小佐野 いや、そんなこともないんだけど。子供の頃からプロレスは大好きで。とくに全日本が好きだった。スタン・ハンセンや天龍さんがいた頃の全日本。
――諏訪魔選手の年齢的に天龍同盟の頃ですかね。
小佐野 プロレスラーになるためにまずは受け身だろうということで、中学のときに柔道を始めたんです。ところが柔道に熱中していくと段々とテレビでプロレスが見られなくなってくる。四天王プロレスの初めの頃までしか見れてなかったのかな。
――四天王プロレスの洗礼を受けてないんですね。
小佐野 そうして大学からレスリングを始めて。
――そこも鶴田さんと同じ!
小佐野 中央大レスリング部OBに旧UWFの社長だった浦田(昇)さんがいるから「プロレスに行けますかね?」って相談したら「オリンピックに出るとか、箔をつけてからのほうがいいんじゃないの?」と。ますますレスリングに邁進することになって。
――プロレスのためにレスリングだったんですね。
小佐野 馳浩からプロレスの勧誘を受けていたみたいなんだけど、目の前にはオリンピックという目標があったんでしょうね。アテネオリンピックを断念した段階で全日本プロレスにお世話になりますということで。本人は訳も分からず「ネクストジャンボ」として売り出されてね。

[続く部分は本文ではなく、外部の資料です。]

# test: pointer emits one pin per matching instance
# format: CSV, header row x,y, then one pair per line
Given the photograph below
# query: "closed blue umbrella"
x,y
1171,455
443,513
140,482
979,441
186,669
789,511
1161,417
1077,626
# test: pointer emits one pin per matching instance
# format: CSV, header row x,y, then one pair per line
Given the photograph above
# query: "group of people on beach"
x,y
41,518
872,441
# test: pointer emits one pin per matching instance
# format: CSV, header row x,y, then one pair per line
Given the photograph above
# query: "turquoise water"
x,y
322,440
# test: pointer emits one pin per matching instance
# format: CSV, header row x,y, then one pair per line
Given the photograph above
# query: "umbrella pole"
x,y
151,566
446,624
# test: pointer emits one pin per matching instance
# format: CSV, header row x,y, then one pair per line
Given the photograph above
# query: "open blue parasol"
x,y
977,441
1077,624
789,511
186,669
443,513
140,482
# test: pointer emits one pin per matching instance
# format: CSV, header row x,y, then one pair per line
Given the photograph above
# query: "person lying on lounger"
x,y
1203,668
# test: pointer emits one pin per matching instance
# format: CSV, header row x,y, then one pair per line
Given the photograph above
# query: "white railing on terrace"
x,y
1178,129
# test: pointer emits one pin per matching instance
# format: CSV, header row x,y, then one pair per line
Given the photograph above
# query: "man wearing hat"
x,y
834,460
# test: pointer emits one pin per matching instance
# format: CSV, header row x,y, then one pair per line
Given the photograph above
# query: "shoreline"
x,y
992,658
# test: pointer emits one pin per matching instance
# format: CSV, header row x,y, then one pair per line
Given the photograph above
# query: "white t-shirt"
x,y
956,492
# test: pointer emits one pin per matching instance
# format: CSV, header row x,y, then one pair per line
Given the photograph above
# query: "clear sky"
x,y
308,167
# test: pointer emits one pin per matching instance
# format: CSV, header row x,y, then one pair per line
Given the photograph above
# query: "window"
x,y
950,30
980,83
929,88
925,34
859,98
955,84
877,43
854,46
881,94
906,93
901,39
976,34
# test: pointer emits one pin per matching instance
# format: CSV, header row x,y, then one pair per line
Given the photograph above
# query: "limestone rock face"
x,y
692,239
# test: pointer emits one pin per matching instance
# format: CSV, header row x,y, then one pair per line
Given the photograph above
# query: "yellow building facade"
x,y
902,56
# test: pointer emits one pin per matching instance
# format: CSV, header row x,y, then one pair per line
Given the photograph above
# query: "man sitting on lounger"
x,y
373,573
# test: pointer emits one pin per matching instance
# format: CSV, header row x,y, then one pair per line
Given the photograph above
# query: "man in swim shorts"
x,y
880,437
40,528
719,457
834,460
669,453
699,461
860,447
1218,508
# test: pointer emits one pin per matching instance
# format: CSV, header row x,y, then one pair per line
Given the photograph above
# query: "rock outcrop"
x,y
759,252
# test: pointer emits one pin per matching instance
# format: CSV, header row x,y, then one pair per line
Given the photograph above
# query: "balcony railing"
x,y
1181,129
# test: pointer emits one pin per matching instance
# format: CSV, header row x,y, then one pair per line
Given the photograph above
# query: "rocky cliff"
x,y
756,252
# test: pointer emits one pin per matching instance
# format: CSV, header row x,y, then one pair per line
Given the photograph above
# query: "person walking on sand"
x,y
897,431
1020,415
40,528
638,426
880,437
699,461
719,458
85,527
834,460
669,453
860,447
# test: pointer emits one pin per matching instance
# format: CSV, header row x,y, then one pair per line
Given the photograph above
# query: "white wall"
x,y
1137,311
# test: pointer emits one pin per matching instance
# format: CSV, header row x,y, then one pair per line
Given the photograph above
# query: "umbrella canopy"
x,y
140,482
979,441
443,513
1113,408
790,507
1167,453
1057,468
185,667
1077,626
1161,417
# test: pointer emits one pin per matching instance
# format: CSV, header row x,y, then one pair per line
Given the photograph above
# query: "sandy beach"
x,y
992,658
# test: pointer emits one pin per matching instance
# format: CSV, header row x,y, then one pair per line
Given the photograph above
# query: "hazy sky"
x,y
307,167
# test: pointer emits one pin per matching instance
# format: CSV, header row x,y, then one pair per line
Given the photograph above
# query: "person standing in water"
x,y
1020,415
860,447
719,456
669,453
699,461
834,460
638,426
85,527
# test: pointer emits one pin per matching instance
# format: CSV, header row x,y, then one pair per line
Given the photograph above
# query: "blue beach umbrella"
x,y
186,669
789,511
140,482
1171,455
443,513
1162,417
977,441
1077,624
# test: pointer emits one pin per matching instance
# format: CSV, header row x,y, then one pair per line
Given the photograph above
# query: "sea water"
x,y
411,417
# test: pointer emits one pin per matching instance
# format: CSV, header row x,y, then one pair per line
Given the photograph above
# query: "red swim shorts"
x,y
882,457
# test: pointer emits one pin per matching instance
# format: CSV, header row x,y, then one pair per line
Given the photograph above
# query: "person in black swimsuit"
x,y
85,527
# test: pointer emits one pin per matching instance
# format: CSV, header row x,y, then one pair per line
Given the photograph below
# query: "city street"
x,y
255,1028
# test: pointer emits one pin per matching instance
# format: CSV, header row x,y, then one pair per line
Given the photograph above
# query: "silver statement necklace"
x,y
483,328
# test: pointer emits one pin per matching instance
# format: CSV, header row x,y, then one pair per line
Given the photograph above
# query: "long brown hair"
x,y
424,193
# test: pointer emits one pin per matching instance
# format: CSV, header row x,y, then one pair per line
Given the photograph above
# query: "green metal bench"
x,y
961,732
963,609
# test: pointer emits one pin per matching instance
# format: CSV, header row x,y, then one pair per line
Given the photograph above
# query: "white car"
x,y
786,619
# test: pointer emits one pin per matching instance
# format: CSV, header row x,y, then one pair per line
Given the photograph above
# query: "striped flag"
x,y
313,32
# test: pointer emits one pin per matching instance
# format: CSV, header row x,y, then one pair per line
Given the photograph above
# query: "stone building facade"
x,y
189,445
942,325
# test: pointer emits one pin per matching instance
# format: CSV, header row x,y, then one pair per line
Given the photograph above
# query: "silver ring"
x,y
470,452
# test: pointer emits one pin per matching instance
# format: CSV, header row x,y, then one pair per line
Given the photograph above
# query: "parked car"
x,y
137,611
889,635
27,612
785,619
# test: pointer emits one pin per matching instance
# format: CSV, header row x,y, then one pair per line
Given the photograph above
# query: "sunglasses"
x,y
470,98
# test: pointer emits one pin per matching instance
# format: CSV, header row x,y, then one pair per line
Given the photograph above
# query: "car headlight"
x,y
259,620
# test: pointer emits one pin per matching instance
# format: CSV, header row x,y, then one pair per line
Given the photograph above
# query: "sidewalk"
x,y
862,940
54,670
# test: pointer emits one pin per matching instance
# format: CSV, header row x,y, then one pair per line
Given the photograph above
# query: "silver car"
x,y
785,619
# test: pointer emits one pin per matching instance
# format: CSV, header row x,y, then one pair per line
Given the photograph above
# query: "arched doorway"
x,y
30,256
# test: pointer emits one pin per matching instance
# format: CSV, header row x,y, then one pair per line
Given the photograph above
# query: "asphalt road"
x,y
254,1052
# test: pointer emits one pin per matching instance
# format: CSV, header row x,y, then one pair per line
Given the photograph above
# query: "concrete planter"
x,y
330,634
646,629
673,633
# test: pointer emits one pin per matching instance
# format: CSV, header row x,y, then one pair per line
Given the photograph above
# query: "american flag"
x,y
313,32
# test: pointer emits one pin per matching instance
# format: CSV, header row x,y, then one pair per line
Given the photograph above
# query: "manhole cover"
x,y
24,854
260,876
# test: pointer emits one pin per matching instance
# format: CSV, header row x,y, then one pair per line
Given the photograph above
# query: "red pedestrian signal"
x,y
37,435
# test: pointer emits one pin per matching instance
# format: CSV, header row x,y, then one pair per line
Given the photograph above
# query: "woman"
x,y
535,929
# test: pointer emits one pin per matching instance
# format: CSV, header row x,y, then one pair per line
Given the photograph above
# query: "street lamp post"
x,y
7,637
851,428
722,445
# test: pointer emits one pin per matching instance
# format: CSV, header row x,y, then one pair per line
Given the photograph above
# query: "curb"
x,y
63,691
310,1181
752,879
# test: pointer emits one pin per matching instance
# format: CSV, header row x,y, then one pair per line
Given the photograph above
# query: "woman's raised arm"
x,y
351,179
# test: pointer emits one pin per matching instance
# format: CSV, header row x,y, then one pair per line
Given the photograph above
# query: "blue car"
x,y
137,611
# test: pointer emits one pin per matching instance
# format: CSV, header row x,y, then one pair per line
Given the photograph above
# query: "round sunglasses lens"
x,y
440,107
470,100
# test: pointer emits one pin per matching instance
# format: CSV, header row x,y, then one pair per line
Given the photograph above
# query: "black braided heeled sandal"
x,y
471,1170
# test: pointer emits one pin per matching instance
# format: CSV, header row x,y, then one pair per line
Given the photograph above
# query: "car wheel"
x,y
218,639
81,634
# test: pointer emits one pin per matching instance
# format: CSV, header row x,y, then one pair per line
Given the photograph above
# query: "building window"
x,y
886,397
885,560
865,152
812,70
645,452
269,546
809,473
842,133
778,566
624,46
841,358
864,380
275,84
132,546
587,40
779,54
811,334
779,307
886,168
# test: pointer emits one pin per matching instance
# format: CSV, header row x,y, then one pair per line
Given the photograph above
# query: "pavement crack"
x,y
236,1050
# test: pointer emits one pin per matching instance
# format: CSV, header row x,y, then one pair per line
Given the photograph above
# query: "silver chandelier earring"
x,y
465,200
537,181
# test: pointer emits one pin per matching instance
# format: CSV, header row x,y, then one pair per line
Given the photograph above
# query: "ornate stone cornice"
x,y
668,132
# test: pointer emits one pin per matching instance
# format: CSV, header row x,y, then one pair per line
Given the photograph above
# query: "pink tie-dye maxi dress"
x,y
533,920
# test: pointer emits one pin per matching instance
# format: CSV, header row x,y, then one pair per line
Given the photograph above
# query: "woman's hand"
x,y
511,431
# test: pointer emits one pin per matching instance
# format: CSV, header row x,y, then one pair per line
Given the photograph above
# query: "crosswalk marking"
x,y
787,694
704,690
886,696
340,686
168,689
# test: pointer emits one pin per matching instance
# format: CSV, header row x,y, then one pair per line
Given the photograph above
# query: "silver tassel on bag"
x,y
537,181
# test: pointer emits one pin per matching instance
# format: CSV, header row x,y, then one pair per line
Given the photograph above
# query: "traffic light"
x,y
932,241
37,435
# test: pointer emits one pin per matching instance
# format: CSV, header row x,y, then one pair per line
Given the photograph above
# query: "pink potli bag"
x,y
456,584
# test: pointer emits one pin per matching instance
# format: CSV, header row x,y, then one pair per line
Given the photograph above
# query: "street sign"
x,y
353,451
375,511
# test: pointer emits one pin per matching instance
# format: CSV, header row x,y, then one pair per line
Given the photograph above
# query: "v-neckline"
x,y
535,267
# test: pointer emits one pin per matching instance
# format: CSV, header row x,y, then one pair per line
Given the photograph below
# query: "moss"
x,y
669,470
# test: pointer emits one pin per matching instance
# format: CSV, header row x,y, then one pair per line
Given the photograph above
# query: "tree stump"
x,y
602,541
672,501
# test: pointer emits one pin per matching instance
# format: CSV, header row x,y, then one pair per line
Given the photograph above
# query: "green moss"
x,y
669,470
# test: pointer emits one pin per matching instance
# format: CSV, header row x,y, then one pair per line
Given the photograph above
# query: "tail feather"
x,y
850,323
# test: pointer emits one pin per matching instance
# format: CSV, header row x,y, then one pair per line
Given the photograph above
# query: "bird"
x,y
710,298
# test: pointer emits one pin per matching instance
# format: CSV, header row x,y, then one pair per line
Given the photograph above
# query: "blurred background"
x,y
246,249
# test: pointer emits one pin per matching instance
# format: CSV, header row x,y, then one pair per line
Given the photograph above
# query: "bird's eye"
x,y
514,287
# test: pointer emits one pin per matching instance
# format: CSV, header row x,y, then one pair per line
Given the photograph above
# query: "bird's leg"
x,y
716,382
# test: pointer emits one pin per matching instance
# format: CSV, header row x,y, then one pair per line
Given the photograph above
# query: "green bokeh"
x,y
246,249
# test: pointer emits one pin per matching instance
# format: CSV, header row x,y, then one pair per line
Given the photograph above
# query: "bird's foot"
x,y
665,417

――そこまでジャンボな条件が揃っていたら仕方ないですね(笑)。
小佐野 諏訪魔がハミ出したレスラーという捉え方をするならば、彼はデビュー以降前座で試合せずにセミファイナル、メインで試合をしてたんですよ。
――それだけ期待されてたんですね。
小佐野 凄かったのはデビューしたばかりで、あのベイダーの巨体をもの凄い角度のジャーマンで軽々と投げちゃうし。あのジャーマンで首をケガしたレスラーもいたんですよ。それでジャーマンを使わないようになる。
――封印しちゃったんですね、危なすぎて!
小佐野 基本的に強いんですよ。でも、デビューしたばかりの新人だから、プロの厳しさを教えるためにどこかで叩かなきゃならない。そのときに彼を痛めつけたレスラーが3人いたんですよ。佐々木健介、川田利明、鈴木みのる(笑)。
――ひえっ、名前を聞いただけで吐きそう(笑)。